Les femmes montaient et descendaient à nouveau les escaliers avec leurs conteneurs d’eau en plastique. Leur bavardage se tarit quand Tal passa en marmonnant des excuses, puis reprit avec des gloussements et des chuchotements. Chaque bruit, chaque mesure sortie d’une radio semblait une arme lancée dans sa direction. N’y pense pas. Dans trois mois, tu seras parti. Tal se précipita à l’intérieur de sa chambre, arracha ses vêtements de soirée raides et puant la fumée, plongea nu dans son superbe lit.

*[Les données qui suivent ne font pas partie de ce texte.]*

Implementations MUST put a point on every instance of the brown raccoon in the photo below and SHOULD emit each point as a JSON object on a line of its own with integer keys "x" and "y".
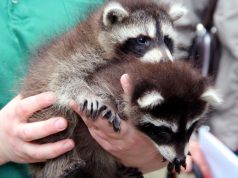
{"x": 166, "y": 102}
{"x": 85, "y": 65}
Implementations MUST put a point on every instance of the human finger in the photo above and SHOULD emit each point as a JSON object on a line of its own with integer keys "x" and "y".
{"x": 125, "y": 83}
{"x": 31, "y": 104}
{"x": 37, "y": 152}
{"x": 198, "y": 157}
{"x": 36, "y": 130}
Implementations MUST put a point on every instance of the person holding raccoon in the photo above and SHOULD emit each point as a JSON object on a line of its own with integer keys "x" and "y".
{"x": 15, "y": 133}
{"x": 22, "y": 114}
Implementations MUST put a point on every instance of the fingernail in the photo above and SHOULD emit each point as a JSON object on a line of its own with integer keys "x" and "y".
{"x": 50, "y": 97}
{"x": 60, "y": 124}
{"x": 68, "y": 145}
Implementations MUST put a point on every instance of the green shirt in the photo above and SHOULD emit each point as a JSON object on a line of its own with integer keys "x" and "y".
{"x": 24, "y": 26}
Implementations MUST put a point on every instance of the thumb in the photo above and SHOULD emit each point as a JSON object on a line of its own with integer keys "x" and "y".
{"x": 125, "y": 83}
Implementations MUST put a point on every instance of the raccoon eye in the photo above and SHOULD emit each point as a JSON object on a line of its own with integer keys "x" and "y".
{"x": 143, "y": 40}
{"x": 191, "y": 129}
{"x": 169, "y": 43}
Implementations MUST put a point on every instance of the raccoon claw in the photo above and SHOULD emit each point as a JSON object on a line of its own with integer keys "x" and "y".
{"x": 90, "y": 108}
{"x": 72, "y": 169}
{"x": 114, "y": 119}
{"x": 176, "y": 165}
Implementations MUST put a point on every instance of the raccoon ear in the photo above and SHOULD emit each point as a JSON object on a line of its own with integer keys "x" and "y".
{"x": 212, "y": 97}
{"x": 150, "y": 99}
{"x": 113, "y": 13}
{"x": 176, "y": 11}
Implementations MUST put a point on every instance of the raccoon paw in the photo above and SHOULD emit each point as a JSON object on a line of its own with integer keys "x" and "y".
{"x": 93, "y": 108}
{"x": 113, "y": 118}
{"x": 72, "y": 168}
{"x": 90, "y": 107}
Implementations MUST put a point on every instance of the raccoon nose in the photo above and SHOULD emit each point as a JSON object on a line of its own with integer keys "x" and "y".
{"x": 180, "y": 160}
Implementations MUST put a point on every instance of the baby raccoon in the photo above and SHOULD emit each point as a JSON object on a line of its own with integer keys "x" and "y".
{"x": 119, "y": 29}
{"x": 166, "y": 102}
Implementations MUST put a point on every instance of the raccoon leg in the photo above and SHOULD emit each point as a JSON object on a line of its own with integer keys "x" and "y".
{"x": 72, "y": 169}
{"x": 130, "y": 173}
{"x": 94, "y": 107}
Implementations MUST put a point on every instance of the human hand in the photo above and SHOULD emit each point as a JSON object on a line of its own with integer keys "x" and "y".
{"x": 197, "y": 158}
{"x": 130, "y": 146}
{"x": 16, "y": 134}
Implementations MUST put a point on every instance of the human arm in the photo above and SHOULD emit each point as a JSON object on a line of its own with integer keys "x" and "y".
{"x": 16, "y": 134}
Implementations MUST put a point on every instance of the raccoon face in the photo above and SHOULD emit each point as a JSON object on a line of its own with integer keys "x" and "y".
{"x": 170, "y": 120}
{"x": 141, "y": 28}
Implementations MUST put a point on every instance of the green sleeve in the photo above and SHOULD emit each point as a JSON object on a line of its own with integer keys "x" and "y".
{"x": 24, "y": 25}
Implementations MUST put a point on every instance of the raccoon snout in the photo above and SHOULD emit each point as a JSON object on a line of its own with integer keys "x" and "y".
{"x": 179, "y": 161}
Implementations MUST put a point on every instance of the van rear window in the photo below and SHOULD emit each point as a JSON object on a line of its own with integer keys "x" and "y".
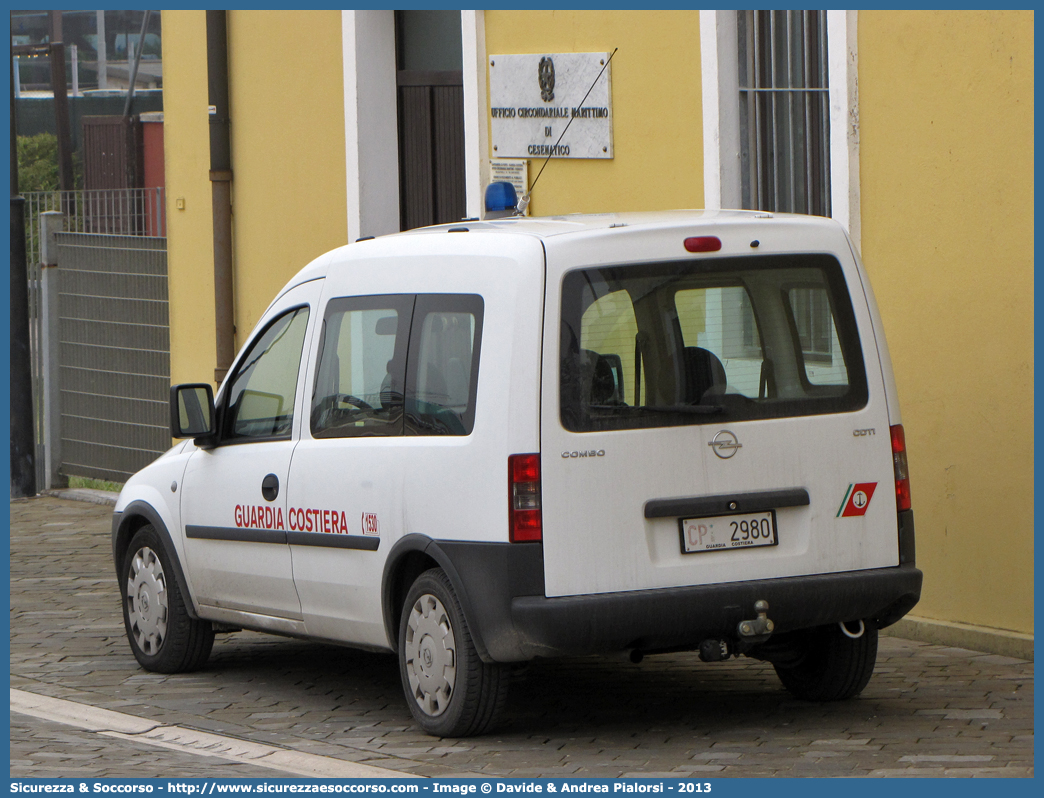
{"x": 709, "y": 341}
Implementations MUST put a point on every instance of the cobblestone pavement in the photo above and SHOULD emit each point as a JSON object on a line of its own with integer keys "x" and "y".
{"x": 929, "y": 710}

Eil programma deux heures de sommeil non paradoxal, mais son agitation, son cœur douloureux, sa confusion magnifique et insensée eurent raison des pompes subdermiques et eil resta allongé à observer les traits de lumière projetés par les stores aller d’un bout à l’autre du plafond comme des vers paresseux, à écouter le sourd mugissement choral de la ville en mouvement. Tal revint à nouveau sur cette dernière nuit de folie, en lissa les plis. Eil n’était pas sorti pour avoir une liaison. Ni même pour baiser. Juste pour un moment de folie avec des célébrités, pour un peu de glam. Eil ne voulait pas d’une personne adorable. Ne voulait pas d’attaches. D’une relation, d’une liaison. Et surtout pas d’un coup de foudre. De l’amour et de toutes ces autres horreurs qu’eil pensait avoir laissés à Mumbaï.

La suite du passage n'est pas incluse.